Taking out whole of life or endowment insurance policies was a popular way of saving and investing prior to the evolution of the managed funds industry. Because the premiums were typically not inflation-adjusted, the value of the policies has not kept up with inflation. What seemed like a very high insured value decades ago, enough to retire on even, is now only enough to pay for a decent funeral and perhaps a bit more. Rather than surrender these policies and thereby losing bonuses, policy owners retain them to cover end of life costs. This means they continue paying the annual premium.
There is a way, however, to unlock the value of these old policies to provide cash for retirement. The policy can in most cases be sold to an investor, leaving the life insured unchanged. This is done through the Life Insurance Policy Exchange (www.policyexchange.co.nz). The policy holder receives more than the surrender value and the investor purchasing the policy gets a reasonable return, with the added benefit that if the insured person dies prematurely, the investor receives an earlier than expected pay-out. This has the effect of significantly increasing the rate of return.

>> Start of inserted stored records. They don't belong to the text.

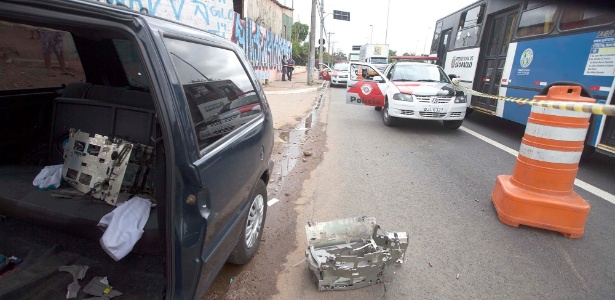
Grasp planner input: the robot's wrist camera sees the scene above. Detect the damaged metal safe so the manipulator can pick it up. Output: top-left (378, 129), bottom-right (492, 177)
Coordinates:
top-left (62, 128), bottom-right (155, 205)
top-left (305, 217), bottom-right (408, 291)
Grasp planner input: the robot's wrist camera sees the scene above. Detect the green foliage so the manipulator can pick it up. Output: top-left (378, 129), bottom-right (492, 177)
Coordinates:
top-left (290, 22), bottom-right (310, 43)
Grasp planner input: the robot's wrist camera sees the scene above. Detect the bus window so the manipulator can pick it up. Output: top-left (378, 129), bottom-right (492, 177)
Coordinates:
top-left (559, 5), bottom-right (615, 30)
top-left (517, 4), bottom-right (559, 38)
top-left (455, 4), bottom-right (485, 49)
top-left (430, 21), bottom-right (442, 53)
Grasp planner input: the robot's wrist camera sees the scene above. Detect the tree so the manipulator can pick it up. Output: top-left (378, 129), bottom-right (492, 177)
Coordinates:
top-left (290, 22), bottom-right (310, 42)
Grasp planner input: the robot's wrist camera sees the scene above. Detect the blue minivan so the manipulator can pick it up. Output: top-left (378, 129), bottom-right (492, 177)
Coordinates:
top-left (0, 0), bottom-right (273, 299)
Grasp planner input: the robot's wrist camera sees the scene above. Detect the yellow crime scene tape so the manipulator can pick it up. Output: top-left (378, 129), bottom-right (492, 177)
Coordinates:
top-left (453, 80), bottom-right (615, 116)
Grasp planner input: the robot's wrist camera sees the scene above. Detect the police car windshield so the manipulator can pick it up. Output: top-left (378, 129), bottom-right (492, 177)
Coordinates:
top-left (333, 64), bottom-right (350, 71)
top-left (391, 64), bottom-right (451, 83)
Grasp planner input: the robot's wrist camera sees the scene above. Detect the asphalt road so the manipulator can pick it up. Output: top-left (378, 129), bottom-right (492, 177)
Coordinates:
top-left (270, 88), bottom-right (615, 299)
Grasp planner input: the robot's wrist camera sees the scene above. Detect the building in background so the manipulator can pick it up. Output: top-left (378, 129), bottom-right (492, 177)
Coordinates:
top-left (100, 0), bottom-right (293, 81)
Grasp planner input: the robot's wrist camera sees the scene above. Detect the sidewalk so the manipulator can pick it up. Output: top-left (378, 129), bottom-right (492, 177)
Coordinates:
top-left (264, 67), bottom-right (323, 130)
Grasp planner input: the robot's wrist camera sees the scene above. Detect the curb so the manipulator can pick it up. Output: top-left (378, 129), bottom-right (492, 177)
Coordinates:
top-left (265, 87), bottom-right (319, 95)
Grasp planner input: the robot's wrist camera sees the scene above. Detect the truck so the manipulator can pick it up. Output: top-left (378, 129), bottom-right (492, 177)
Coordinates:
top-left (348, 45), bottom-right (361, 62)
top-left (359, 44), bottom-right (389, 72)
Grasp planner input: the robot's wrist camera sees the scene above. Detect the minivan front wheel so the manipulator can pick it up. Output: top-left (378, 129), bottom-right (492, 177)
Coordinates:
top-left (442, 120), bottom-right (463, 129)
top-left (228, 180), bottom-right (267, 265)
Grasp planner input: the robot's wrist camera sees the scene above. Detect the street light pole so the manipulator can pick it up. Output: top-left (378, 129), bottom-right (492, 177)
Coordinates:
top-left (318, 0), bottom-right (325, 70)
top-left (307, 0), bottom-right (318, 85)
top-left (384, 0), bottom-right (391, 44)
top-left (327, 32), bottom-right (335, 66)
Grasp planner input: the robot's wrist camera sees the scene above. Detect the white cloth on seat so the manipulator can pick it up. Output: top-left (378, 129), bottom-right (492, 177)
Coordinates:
top-left (98, 197), bottom-right (152, 261)
top-left (32, 165), bottom-right (63, 190)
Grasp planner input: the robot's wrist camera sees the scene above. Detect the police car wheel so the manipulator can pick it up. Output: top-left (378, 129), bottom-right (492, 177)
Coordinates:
top-left (382, 103), bottom-right (397, 127)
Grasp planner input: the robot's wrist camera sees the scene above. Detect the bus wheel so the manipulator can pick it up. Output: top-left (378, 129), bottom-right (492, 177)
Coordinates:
top-left (442, 120), bottom-right (463, 129)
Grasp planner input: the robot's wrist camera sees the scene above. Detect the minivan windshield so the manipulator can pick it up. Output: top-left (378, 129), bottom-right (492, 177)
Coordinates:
top-left (333, 64), bottom-right (350, 71)
top-left (372, 57), bottom-right (387, 65)
top-left (391, 64), bottom-right (451, 83)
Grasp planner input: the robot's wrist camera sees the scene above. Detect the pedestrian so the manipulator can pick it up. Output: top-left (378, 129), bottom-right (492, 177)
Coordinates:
top-left (38, 28), bottom-right (73, 77)
top-left (282, 55), bottom-right (288, 81)
top-left (288, 55), bottom-right (295, 81)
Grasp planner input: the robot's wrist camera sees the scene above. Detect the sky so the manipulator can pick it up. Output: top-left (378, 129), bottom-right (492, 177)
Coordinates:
top-left (287, 0), bottom-right (476, 55)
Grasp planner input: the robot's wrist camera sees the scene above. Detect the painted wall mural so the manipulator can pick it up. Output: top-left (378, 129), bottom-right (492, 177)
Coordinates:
top-left (101, 0), bottom-right (292, 80)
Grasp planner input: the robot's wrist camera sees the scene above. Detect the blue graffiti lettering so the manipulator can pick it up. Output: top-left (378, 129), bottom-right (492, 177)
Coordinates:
top-left (169, 0), bottom-right (186, 21)
top-left (192, 0), bottom-right (209, 25)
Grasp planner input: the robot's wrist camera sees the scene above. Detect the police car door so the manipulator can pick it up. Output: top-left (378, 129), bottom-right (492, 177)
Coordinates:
top-left (346, 62), bottom-right (388, 107)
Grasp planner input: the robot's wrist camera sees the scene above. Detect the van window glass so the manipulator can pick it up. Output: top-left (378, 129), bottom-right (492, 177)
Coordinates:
top-left (431, 21), bottom-right (442, 53)
top-left (559, 4), bottom-right (615, 30)
top-left (517, 4), bottom-right (559, 38)
top-left (455, 5), bottom-right (485, 49)
top-left (0, 21), bottom-right (85, 90)
top-left (113, 39), bottom-right (148, 89)
top-left (165, 38), bottom-right (262, 150)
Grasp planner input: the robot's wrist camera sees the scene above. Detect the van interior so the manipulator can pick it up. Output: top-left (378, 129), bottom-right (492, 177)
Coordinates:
top-left (0, 16), bottom-right (167, 299)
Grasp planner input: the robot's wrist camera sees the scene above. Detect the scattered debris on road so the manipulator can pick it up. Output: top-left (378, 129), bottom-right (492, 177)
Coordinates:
top-left (305, 217), bottom-right (408, 291)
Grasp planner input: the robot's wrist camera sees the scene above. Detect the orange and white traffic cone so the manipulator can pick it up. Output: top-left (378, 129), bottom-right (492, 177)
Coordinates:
top-left (492, 86), bottom-right (596, 238)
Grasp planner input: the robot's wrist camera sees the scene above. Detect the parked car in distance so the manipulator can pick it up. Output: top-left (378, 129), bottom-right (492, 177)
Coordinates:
top-left (0, 0), bottom-right (274, 299)
top-left (331, 63), bottom-right (350, 86)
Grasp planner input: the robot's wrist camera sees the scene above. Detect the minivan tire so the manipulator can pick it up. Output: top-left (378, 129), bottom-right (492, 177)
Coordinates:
top-left (228, 180), bottom-right (267, 265)
top-left (442, 120), bottom-right (463, 129)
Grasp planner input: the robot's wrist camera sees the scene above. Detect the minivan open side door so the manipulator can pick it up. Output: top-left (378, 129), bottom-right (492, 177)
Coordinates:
top-left (346, 62), bottom-right (389, 107)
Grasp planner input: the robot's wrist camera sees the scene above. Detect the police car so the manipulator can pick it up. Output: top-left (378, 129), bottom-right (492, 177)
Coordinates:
top-left (346, 62), bottom-right (467, 129)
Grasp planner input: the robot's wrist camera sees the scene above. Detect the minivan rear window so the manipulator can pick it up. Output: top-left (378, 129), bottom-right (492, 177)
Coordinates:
top-left (165, 38), bottom-right (262, 150)
top-left (0, 21), bottom-right (85, 90)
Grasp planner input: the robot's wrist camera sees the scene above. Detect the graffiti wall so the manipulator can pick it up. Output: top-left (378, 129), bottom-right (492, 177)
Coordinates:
top-left (231, 14), bottom-right (292, 80)
top-left (101, 0), bottom-right (292, 80)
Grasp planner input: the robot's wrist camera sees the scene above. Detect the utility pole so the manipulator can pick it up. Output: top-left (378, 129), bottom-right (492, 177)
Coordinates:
top-left (369, 25), bottom-right (374, 44)
top-left (384, 0), bottom-right (391, 44)
top-left (318, 0), bottom-right (325, 70)
top-left (327, 32), bottom-right (335, 67)
top-left (307, 0), bottom-right (318, 85)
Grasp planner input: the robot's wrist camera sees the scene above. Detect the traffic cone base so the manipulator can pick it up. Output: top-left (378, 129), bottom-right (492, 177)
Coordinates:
top-left (492, 175), bottom-right (590, 238)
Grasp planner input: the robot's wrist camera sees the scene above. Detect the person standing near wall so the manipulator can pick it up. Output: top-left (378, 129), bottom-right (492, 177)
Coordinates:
top-left (282, 55), bottom-right (290, 81)
top-left (288, 55), bottom-right (295, 81)
top-left (38, 28), bottom-right (73, 77)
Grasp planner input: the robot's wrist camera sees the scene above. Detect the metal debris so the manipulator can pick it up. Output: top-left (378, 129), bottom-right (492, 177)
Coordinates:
top-left (305, 217), bottom-right (408, 291)
top-left (58, 265), bottom-right (90, 299)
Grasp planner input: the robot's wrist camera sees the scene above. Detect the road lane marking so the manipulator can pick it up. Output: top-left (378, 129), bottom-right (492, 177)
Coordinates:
top-left (459, 126), bottom-right (615, 204)
top-left (267, 198), bottom-right (280, 206)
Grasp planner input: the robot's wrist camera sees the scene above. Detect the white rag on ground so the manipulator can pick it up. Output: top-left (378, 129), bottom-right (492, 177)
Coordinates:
top-left (98, 197), bottom-right (152, 261)
top-left (32, 165), bottom-right (63, 190)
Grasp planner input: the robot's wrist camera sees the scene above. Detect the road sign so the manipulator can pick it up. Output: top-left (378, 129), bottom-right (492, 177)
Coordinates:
top-left (333, 10), bottom-right (350, 21)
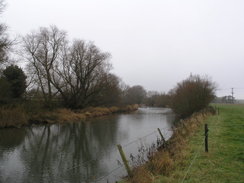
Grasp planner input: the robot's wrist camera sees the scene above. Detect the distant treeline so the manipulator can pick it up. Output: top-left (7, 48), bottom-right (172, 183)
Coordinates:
top-left (0, 1), bottom-right (215, 122)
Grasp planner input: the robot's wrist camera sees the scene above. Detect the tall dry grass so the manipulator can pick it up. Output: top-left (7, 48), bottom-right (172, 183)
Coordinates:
top-left (0, 107), bottom-right (29, 128)
top-left (128, 106), bottom-right (213, 183)
top-left (30, 105), bottom-right (138, 123)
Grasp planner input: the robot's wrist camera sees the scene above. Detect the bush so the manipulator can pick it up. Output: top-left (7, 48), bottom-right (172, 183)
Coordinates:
top-left (171, 75), bottom-right (215, 118)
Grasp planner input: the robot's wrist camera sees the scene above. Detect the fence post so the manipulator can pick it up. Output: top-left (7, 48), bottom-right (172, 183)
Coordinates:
top-left (205, 124), bottom-right (208, 152)
top-left (117, 144), bottom-right (132, 177)
top-left (158, 128), bottom-right (166, 144)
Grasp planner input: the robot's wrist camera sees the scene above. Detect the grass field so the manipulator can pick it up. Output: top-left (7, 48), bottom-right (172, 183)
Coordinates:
top-left (153, 105), bottom-right (244, 183)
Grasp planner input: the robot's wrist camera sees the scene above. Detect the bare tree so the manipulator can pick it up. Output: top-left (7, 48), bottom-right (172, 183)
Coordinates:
top-left (23, 26), bottom-right (66, 104)
top-left (0, 0), bottom-right (11, 67)
top-left (23, 26), bottom-right (110, 108)
top-left (52, 40), bottom-right (110, 108)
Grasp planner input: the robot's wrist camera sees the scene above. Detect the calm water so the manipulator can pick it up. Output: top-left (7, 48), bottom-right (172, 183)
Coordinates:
top-left (0, 108), bottom-right (174, 183)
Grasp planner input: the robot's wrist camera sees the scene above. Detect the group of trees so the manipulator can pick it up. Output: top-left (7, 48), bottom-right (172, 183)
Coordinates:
top-left (0, 0), bottom-right (215, 117)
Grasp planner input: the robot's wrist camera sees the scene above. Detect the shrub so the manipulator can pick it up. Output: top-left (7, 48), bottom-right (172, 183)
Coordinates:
top-left (171, 75), bottom-right (215, 118)
top-left (0, 108), bottom-right (28, 127)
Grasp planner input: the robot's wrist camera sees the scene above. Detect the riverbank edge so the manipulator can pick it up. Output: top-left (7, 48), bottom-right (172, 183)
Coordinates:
top-left (119, 107), bottom-right (215, 183)
top-left (0, 104), bottom-right (139, 128)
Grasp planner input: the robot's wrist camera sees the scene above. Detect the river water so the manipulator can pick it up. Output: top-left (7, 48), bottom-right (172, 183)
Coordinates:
top-left (0, 108), bottom-right (174, 183)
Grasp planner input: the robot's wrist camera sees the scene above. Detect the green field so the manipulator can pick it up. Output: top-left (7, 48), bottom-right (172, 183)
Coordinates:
top-left (153, 105), bottom-right (244, 183)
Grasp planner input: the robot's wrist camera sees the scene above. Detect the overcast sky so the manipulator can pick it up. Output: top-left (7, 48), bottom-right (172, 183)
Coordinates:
top-left (2, 0), bottom-right (244, 99)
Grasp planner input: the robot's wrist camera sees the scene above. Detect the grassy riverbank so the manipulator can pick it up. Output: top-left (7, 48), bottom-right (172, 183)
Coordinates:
top-left (120, 105), bottom-right (244, 183)
top-left (0, 105), bottom-right (139, 128)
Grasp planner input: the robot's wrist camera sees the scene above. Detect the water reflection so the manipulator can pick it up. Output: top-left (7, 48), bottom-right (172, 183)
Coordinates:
top-left (0, 109), bottom-right (173, 183)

This option to sell policies has been in place for a long time. However, there is now another twist. At a time when cashflow is more important that life cover, cash can be withdrawn from policies in partial lump sum payments over a period of time. In this case, part of the policy is sold and part is retained – perhaps to cover funeral costs. It is also possible to add additional value to the policy by increasing premiums. In this way, the policy becomes a retirement planning tool. Funds can be built up just prior to retirement and then withdrawn gradually over the course of retirement.